The Most Common Reasons Behind Halted AI Projects
Five causes can be derived especially clearly from the available reports.
- First, in many cases there is no precisely defined use case with a traceable business benefit.
- Second, the data foundation is often incomplete, inconsistent, or not sufficiently controlled for productive use.
- Third, permissions, human oversight, and technical approvals are not always planned with the same priority as the AI function itself.
- Fourth, problems emerge in live operations when reporting, auditability, and reviewability do not keep pace with the degree of automation.
- Fifth, projects are more likely to stall where companies apply AI to processes that are not yet standardized enough organizationally.
This last point in particular explains why AI projects in companies are often not fully terminated, but instead paused, reduced in scope, or re-scoped. In many cases, it is not the technology alone that fails, but its integration into real operating processes. As soon as a pilot moves to production scale, the requirements for control, documentation, risk management, and accountability increase significantly. That is where it becomes clear whether AI truly functions as a productivity tool or whether it creates additional overhead for security, compliance, and operations.
What Companies Can Do to Ensure AI Projects Deliver Value
Several measures can be derived from the problems described in the studies for the further expansion of productive AI use. AI projects should only move into production once the use case, data foundation, and success criteria have been clearly defined in advance. Equally important are a tightly scoped rights and roles model, binding approval processes, complete logging, and the ability to trace and roll back changes later in a controlled way.
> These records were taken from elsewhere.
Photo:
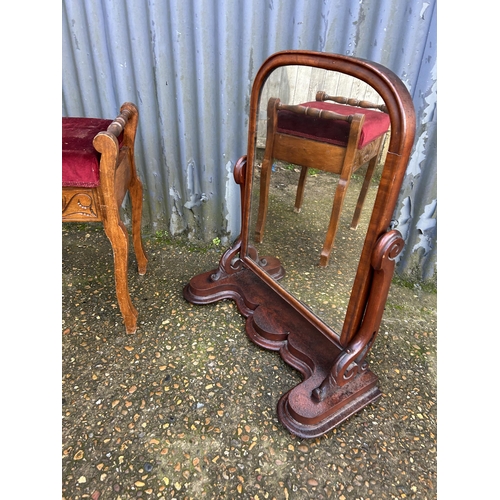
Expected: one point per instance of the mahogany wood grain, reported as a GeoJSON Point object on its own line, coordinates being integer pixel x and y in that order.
{"type": "Point", "coordinates": [337, 381]}
{"type": "Point", "coordinates": [117, 176]}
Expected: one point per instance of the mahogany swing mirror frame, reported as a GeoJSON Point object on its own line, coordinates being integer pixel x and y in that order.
{"type": "Point", "coordinates": [336, 379]}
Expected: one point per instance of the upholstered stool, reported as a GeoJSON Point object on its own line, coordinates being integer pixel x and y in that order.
{"type": "Point", "coordinates": [338, 137]}
{"type": "Point", "coordinates": [98, 169]}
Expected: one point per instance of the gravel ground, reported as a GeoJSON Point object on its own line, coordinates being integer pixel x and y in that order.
{"type": "Point", "coordinates": [185, 408]}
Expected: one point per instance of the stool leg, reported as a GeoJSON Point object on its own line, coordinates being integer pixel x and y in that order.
{"type": "Point", "coordinates": [118, 237]}
{"type": "Point", "coordinates": [135, 191]}
{"type": "Point", "coordinates": [265, 179]}
{"type": "Point", "coordinates": [364, 190]}
{"type": "Point", "coordinates": [299, 198]}
{"type": "Point", "coordinates": [338, 200]}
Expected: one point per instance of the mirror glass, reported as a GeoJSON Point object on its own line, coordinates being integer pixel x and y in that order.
{"type": "Point", "coordinates": [296, 238]}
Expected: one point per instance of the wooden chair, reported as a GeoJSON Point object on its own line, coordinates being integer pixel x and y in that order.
{"type": "Point", "coordinates": [98, 169]}
{"type": "Point", "coordinates": [337, 137]}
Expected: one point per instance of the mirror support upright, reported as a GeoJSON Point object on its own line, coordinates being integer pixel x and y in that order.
{"type": "Point", "coordinates": [336, 379]}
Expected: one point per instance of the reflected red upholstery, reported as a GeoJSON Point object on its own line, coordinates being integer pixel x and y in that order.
{"type": "Point", "coordinates": [80, 161]}
{"type": "Point", "coordinates": [376, 124]}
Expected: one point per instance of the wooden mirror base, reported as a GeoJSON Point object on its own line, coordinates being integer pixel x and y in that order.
{"type": "Point", "coordinates": [272, 323]}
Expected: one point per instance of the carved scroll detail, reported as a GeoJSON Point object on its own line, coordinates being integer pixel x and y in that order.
{"type": "Point", "coordinates": [79, 204]}
{"type": "Point", "coordinates": [351, 360]}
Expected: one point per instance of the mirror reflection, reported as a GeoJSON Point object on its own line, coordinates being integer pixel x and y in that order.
{"type": "Point", "coordinates": [315, 178]}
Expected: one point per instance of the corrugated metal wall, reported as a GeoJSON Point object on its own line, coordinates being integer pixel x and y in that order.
{"type": "Point", "coordinates": [189, 67]}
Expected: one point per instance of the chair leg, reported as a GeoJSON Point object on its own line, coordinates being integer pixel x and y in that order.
{"type": "Point", "coordinates": [135, 192]}
{"type": "Point", "coordinates": [364, 190]}
{"type": "Point", "coordinates": [338, 201]}
{"type": "Point", "coordinates": [118, 237]}
{"type": "Point", "coordinates": [299, 198]}
{"type": "Point", "coordinates": [265, 179]}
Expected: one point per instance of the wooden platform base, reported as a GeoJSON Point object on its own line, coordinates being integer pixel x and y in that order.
{"type": "Point", "coordinates": [272, 323]}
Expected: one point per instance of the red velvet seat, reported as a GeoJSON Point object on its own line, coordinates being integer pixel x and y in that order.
{"type": "Point", "coordinates": [80, 160]}
{"type": "Point", "coordinates": [98, 169]}
{"type": "Point", "coordinates": [318, 129]}
{"type": "Point", "coordinates": [338, 137]}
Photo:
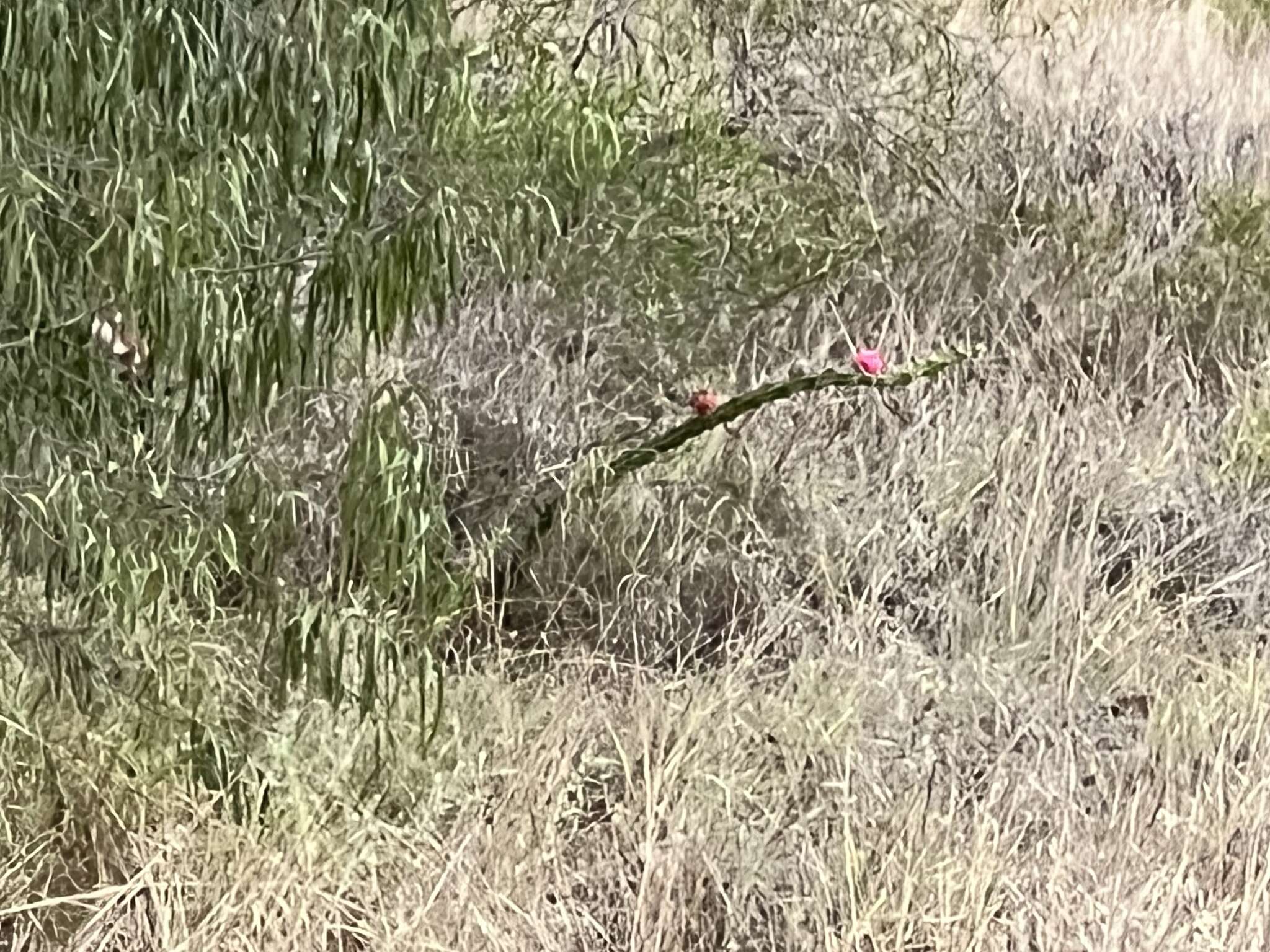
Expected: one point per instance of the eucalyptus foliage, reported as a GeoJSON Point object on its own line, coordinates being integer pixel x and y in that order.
{"type": "Point", "coordinates": [247, 202]}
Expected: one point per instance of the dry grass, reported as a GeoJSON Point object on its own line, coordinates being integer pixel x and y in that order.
{"type": "Point", "coordinates": [982, 668]}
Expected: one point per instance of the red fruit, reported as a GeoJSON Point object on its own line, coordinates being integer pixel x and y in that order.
{"type": "Point", "coordinates": [870, 362]}
{"type": "Point", "coordinates": [704, 403]}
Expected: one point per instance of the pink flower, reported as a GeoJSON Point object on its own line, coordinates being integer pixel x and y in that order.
{"type": "Point", "coordinates": [870, 362]}
{"type": "Point", "coordinates": [704, 403]}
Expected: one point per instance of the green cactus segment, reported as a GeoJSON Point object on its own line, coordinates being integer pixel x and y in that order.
{"type": "Point", "coordinates": [633, 459]}
{"type": "Point", "coordinates": [636, 457]}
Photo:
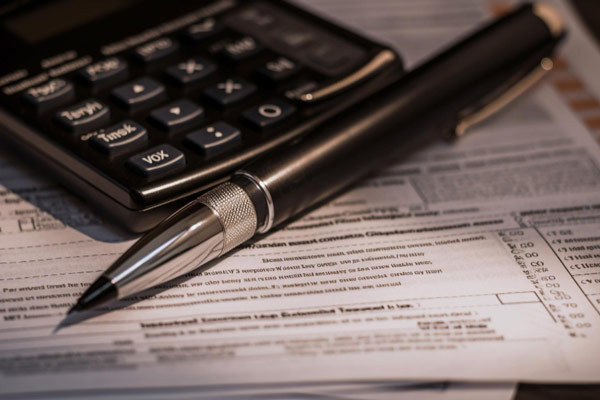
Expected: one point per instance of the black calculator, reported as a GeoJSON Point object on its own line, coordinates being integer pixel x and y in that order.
{"type": "Point", "coordinates": [140, 105]}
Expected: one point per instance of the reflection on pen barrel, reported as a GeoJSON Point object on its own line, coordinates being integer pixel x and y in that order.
{"type": "Point", "coordinates": [472, 72]}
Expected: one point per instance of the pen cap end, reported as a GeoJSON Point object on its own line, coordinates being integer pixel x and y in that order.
{"type": "Point", "coordinates": [551, 17]}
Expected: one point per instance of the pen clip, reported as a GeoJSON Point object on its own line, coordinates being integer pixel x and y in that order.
{"type": "Point", "coordinates": [494, 103]}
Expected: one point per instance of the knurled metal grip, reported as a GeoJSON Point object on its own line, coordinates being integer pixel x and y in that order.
{"type": "Point", "coordinates": [235, 211]}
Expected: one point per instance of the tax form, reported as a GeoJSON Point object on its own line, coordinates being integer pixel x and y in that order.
{"type": "Point", "coordinates": [472, 261]}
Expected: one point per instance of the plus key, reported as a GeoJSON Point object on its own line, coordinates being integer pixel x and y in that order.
{"type": "Point", "coordinates": [230, 91]}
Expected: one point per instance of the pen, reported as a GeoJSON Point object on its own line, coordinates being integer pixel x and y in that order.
{"type": "Point", "coordinates": [452, 91]}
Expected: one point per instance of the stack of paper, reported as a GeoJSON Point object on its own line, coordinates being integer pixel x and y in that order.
{"type": "Point", "coordinates": [470, 262]}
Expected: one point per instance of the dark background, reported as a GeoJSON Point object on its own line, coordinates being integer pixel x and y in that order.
{"type": "Point", "coordinates": [589, 12]}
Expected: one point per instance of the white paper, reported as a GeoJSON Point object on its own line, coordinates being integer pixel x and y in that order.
{"type": "Point", "coordinates": [473, 261]}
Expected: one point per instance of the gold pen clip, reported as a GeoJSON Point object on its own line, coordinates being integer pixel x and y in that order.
{"type": "Point", "coordinates": [472, 116]}
{"type": "Point", "coordinates": [475, 114]}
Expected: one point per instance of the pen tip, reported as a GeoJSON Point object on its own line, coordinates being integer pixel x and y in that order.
{"type": "Point", "coordinates": [100, 292]}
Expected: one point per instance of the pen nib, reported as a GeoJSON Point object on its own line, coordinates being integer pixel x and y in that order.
{"type": "Point", "coordinates": [100, 292]}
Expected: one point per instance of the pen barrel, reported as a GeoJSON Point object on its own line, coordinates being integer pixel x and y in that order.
{"type": "Point", "coordinates": [404, 115]}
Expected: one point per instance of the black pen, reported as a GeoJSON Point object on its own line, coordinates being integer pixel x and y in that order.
{"type": "Point", "coordinates": [456, 89]}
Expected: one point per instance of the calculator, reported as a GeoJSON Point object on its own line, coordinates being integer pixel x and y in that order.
{"type": "Point", "coordinates": [140, 105]}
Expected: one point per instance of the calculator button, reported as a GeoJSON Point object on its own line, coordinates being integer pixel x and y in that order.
{"type": "Point", "coordinates": [256, 17]}
{"type": "Point", "coordinates": [328, 55]}
{"type": "Point", "coordinates": [103, 72]}
{"type": "Point", "coordinates": [157, 161]}
{"type": "Point", "coordinates": [177, 115]}
{"type": "Point", "coordinates": [84, 116]}
{"type": "Point", "coordinates": [191, 70]}
{"type": "Point", "coordinates": [230, 91]}
{"type": "Point", "coordinates": [139, 93]}
{"type": "Point", "coordinates": [238, 50]}
{"type": "Point", "coordinates": [278, 70]}
{"type": "Point", "coordinates": [215, 138]}
{"type": "Point", "coordinates": [156, 50]}
{"type": "Point", "coordinates": [51, 93]}
{"type": "Point", "coordinates": [295, 38]}
{"type": "Point", "coordinates": [120, 138]}
{"type": "Point", "coordinates": [268, 114]}
{"type": "Point", "coordinates": [203, 30]}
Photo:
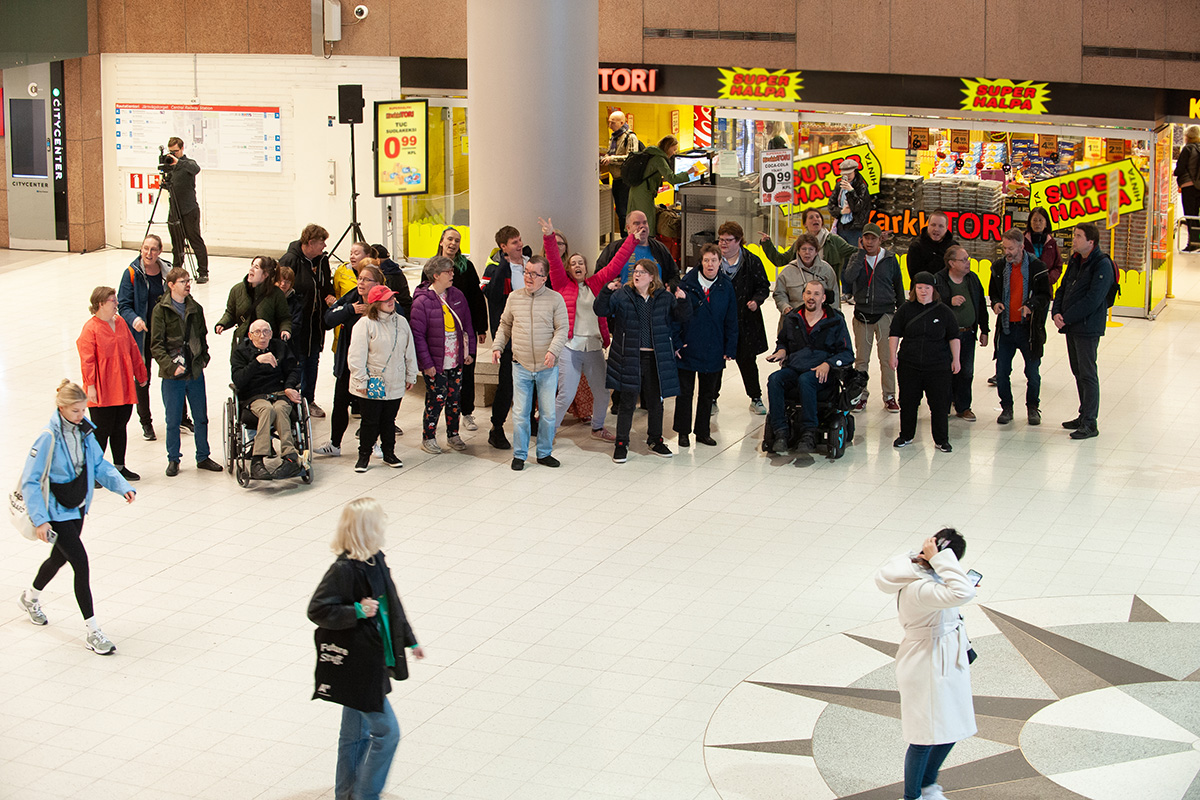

These measures address the very issues repeatedly identified in the reports: unclear responsibilities, overly broad permissions, lack of transparency, and insufficient reviewability.
At the organizational level, a formal AI governance model is a useful foundation. ISO/IEC 42001 sets out the requirements for an AI management system and provides a framework for responsibilities, policies, controls, monitoring, and continual improvement. ISO/IEC 23894 complements this with structured guidance on AI risk management and helps organizations integrate AI-related risks into existing governance and control processes. ISO/IEC 38507 is aimed at boards and senior management and describes how AI use can be governed so that it remains effective, efficient, and acceptable within the organization. For operational implementation, the NIST AI Risk Management Framework provides a practical model for identifying, assessing, managing, and continuously reviewing risks across the lifecycle of AI systems.
Taken together, these approaches help organizations build more resilient AI projects: with clear accountability, documented decisions, traceable controls, and a risk picture that is not created only after rollout. For companies, that means treating governance not as a downstream compliance task, but as a prerequisite for productive and reliable AI use.